Jogo: Portugal x Inglaterra. Era certo de que minha torcida e vibração seriam de um único time: o de Portugal, claro. Além de estar atualmente morando aqui e de estar acompanhando essa seleção diariamente pela imprensa portuguesa (é até capaz de eu saber o nome de seus 11 titulares), também tenho uma grande simpatia pelo país. Claro, pois quem não tem? Somos países irmãos. Além disso, não há brasileiro nenhum que não torça pelo sucesso do estimado Luís Felipe Scolari.

Mas surpresa foi a minha ao começar a disputa pela segunda vaga da semi-final.
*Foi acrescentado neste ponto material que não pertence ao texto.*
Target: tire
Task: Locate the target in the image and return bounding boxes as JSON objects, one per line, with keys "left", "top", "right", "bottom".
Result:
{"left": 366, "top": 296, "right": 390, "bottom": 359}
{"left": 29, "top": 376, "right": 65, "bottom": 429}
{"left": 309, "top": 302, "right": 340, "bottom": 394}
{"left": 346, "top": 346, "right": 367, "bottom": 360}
Minha vibração, que inicialmente seria toda doada para o time português, rapidamente se converteu em uma série de pensamentos positivos em prol do time inglês. “Sentimento estranho”, pensei, logo no início do jogo. Mas meu coração me enganou. Logo nos primeiros minutos da competição, percebi para quem realmente eu torcia após uma rápida arrancada do time de David Beckham: era o da Inglaterra.

“Estranho se não fosse”, tranquilizei-me. Pois, afinal, qual foi o país que me acolheu e que adotei oficialmente como minha segunda casa?